IT is probably accurate to say that these two volumes constitute a life's work.
And a life's work is no small thing, least of all for the person's whose life it is.
Desmond O'Grady was born in Limerick in 1935. During the Fifties he left Ireland to teach and write in Paris, Rome and the US, where he took a doctorate at Harvard. He has earned his living teaching in Rome, Cairo and other places. He knew Pound in Italy and Beckett in Paris. In 1966 he organised the Spoleto International Poetry Festival and he was European editor of The Transatlantic Review.
From his schooldays in the Cistercian monastery college in Tipperary, encouraged by an enthusiastic schoolteacher, Desmond O'Grady determined to be a poet. Now, at 62, with these two volumes, he is putting himself, so to speak, on the line.

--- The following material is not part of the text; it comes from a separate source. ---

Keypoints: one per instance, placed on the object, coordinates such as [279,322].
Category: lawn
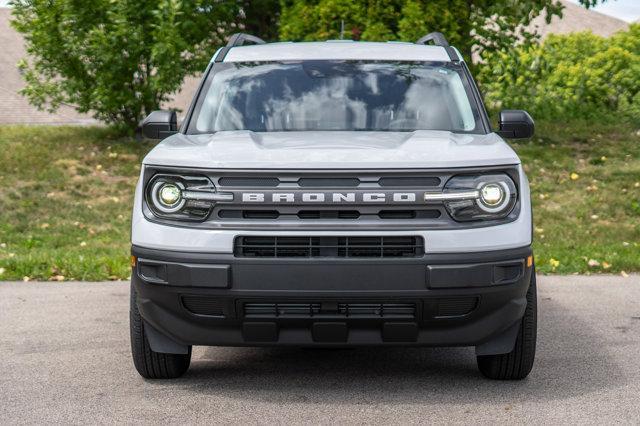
[66,196]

The books represent the two areas of writing that have engaged O'Grady for more than twenty years: his own original poetry and the translation of the poetry of others. The two areas are not separate; he has been attracted, by and large, only to those poets, working in other languages and other times, with whose work he has felt an affinity, usually of outlook - the poet who possesses a strong sense of self identity as a poet. For that reason the two volumes complement and even interpenetrate one another to an extraordinary degree.
There can be no question of O'Grady's linguistic talent. He manages metre and rhyme, simile and metaphor, with great accomplishment and inventiveness. And he has a familiarity with a huge range of poetry from different times and different cultures on which he constantly draws to enrich his work.
O'Grady's poems generally take a narrative form, basing themselves on biographical incident, and, in a sense, the whole of The Road Taken can be read as autobiography even when the poems employ such personae as "Reilly" and "the Dying Gaul". But the poems not only relate O'Grady's experiences; they also offer reflections on life, especially on love, friendship, the craft of verse, and exile. Here is the penultimate stanza of a long poem, "My Fields This Springtime", in which O'Grady, now happily returned to Ireland after this lengthy wanderings, sums up his lifelong devotion to poetry:
Now Back where I began to write here on my lone Pretanic height, as peasant prince, poet priest, at rest between both blessed and beast,
I must confess the costly price
I paid on the nail for poet ry's circus well worth making the hard life clownish out of the tragedy. Here's my Finis.
Trawling Tradition is a book of some six hundred pages and the range of traditions trawled in it is astonishing: Latin, Greek, Chinese, Arabic, Welsh, Irish, Italian, Spanish, etc. In so far as I can judge (really only from the Latin, Spanish and Irish), the translations are done in workman like manner. They have the musculature and agility of English with never a hint of slavish literalism. Out of such an abundance of work it is difficult to select anything representative, but here anyway is a short, delicate poem, "Daisies", by Corrado Govoni, which may give some idea of the dedicated skill and sensitivity with which O'Grady works on his originals.
Morning daisies besiege my room, like bright birds meander my mind.
The sun shaft's light through my shutters and between its rays a bird drops like an image.
Desmond O'Grady has toiled long and hard at the craft of verse, and in these two volumes he has produced a body of work that will doubtless please many readers both here and abroad. Together, these two substantial volumes confirm his colourful presence and distinguished stature on the Irish poetry scene.